院長のへんちき論(豊橋の心療内科より)

毎日、話題が跳びます。テーマは哲学から女性アイドルまで拡散します。たまにはキツいことを言うかもしれません。

里山は人工産物

2011-11-20 00:46:09 | Weblog
 「ウサギ追いしかの山、小鮒釣りしかの川・・」という歌や「どじょっこだのふなっこだの・・」という唱歌がある。そのためか、里山とは自然の最たるものと思われがちだが、実は里山は人工産物である。

 人間が山に適度に手を入れて、田畑を営んだ結果、懐かしい里山の風景が生まれたのだ。起源は縄文時代まで遡れるらしい。以後、何度か山の木が伐採されすぎて、ハゲ山となったが、その都度、里山は復元されてきた。もっとも最近、復元されたのは1950年の国土緑化運動で、そう古いことではない。

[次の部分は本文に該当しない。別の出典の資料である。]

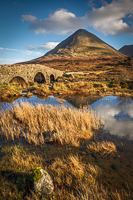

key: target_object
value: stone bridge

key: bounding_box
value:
[0,64,63,84]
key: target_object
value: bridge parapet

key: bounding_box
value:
[0,64,63,83]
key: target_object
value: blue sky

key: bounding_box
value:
[0,0,133,64]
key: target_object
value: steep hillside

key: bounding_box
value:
[119,45,133,56]
[42,29,123,58]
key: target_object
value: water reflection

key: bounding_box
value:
[0,95,73,111]
[91,96,133,139]
[0,95,133,140]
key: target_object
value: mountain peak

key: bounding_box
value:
[42,29,123,58]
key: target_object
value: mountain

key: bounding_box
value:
[42,29,123,58]
[119,45,133,56]
[21,29,126,71]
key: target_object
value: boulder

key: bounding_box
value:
[33,167,54,196]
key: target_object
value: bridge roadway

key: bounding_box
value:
[0,64,63,83]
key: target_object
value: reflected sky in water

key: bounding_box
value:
[0,95,133,140]
[91,96,133,140]
[0,95,73,111]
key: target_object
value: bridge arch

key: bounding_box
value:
[50,74,55,83]
[9,76,27,86]
[34,72,46,83]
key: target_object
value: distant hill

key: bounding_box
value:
[42,29,123,58]
[119,45,133,56]
[19,29,126,71]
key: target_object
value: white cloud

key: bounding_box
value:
[22,9,85,35]
[21,15,37,22]
[5,48,21,51]
[0,58,24,65]
[1,47,43,56]
[39,42,59,50]
[26,45,37,51]
[86,0,133,35]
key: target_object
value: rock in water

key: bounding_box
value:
[33,167,54,196]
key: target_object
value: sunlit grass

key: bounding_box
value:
[0,102,104,146]
[87,141,117,155]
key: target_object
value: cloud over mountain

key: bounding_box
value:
[85,0,133,35]
[39,42,59,50]
[21,0,133,35]
[22,9,85,35]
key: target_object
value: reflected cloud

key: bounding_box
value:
[91,97,133,139]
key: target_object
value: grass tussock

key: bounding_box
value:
[49,155,100,187]
[0,145,43,172]
[0,145,130,200]
[87,141,117,155]
[0,102,104,146]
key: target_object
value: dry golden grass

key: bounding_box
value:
[87,141,117,155]
[0,145,130,200]
[57,99,66,104]
[49,155,100,187]
[0,102,104,146]
[0,145,43,172]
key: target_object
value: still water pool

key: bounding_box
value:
[0,95,133,195]
[0,95,133,140]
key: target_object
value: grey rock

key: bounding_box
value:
[34,169,54,196]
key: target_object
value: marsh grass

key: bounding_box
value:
[0,102,104,146]
[87,141,117,156]
[0,144,130,200]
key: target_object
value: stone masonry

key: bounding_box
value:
[0,64,63,83]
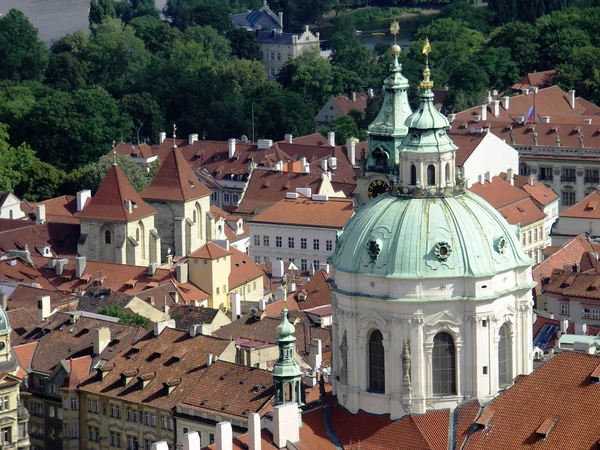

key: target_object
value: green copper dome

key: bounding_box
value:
[331,192,532,279]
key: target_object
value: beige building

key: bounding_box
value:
[75,163,161,266]
[79,326,235,450]
[0,307,30,450]
[254,25,319,80]
[140,147,214,256]
[188,241,264,313]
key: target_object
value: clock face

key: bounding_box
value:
[368,180,390,200]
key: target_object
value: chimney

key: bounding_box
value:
[75,256,87,279]
[183,431,202,450]
[569,89,575,109]
[506,168,515,186]
[175,263,189,284]
[230,292,242,322]
[479,105,487,120]
[271,260,285,278]
[274,403,300,448]
[346,138,356,166]
[35,203,46,225]
[77,189,92,211]
[247,413,262,450]
[327,131,335,147]
[494,100,500,117]
[560,318,569,334]
[215,422,233,450]
[94,327,110,356]
[38,295,52,322]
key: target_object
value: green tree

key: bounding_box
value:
[277,49,333,110]
[98,305,152,330]
[0,9,49,81]
[86,19,151,96]
[21,87,132,171]
[88,0,117,31]
[119,92,165,144]
[488,22,539,73]
[76,155,160,193]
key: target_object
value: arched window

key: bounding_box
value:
[432,332,456,395]
[498,323,512,388]
[427,164,435,186]
[369,330,385,394]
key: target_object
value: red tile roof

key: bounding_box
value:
[189,242,233,260]
[511,70,556,90]
[533,233,594,295]
[75,165,156,222]
[559,190,600,219]
[250,197,354,230]
[463,352,600,450]
[140,148,212,202]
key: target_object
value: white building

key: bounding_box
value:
[249,188,354,270]
[331,47,534,419]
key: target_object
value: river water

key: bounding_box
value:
[0,0,167,43]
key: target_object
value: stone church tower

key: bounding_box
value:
[331,38,535,419]
[357,30,412,204]
[140,147,214,256]
[76,162,161,266]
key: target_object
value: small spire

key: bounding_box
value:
[419,38,433,89]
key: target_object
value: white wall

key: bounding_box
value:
[463,132,519,182]
[250,223,337,269]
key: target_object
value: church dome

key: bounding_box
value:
[331,192,531,279]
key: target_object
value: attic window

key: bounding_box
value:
[535,417,558,439]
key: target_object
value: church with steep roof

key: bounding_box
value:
[331,37,535,420]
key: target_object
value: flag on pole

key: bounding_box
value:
[525,106,535,123]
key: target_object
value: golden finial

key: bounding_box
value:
[390,20,400,55]
[419,38,433,89]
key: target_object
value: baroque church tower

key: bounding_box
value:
[331,37,535,419]
[357,22,412,204]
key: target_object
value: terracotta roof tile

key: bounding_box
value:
[250,197,354,229]
[463,352,600,450]
[140,148,212,202]
[182,361,274,420]
[75,165,156,222]
[79,328,230,409]
[189,242,232,260]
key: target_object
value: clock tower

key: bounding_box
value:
[357,22,412,204]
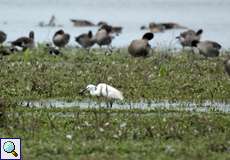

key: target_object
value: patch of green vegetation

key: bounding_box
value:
[0,45,230,160]
[0,105,230,160]
[0,45,230,101]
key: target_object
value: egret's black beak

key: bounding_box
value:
[79,88,87,95]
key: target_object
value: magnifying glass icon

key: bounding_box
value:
[3,141,18,157]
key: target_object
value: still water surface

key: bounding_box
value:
[0,0,230,49]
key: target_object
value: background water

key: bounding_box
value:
[0,0,230,49]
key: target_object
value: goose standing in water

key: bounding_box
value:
[94,25,113,47]
[128,32,154,57]
[192,40,221,58]
[176,29,203,48]
[53,29,70,48]
[0,31,7,44]
[11,31,35,51]
[75,31,95,49]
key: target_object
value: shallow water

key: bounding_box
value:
[21,99,230,113]
[0,0,230,48]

 したがって、里山の生態系は人工的なものであり、けっして原始の姿ではない。だから。「どじょっこ」や「ふなっこ」も人工産物である。里山を中心とした生態系は、言ってみれば水族館のようなものである。

 ほんとうに原始の風景を取り戻したければ、田畑や山の手入れを怠ればよい。その代わり、田畑は荒れ、「どじょっこ」も「ふなっこ」も激減するだろう。結果として人間は食べていけなくなる。

 多くの自然環境重視主義者が、里山と原始の風景を混同しているようなので、一言言ってみた。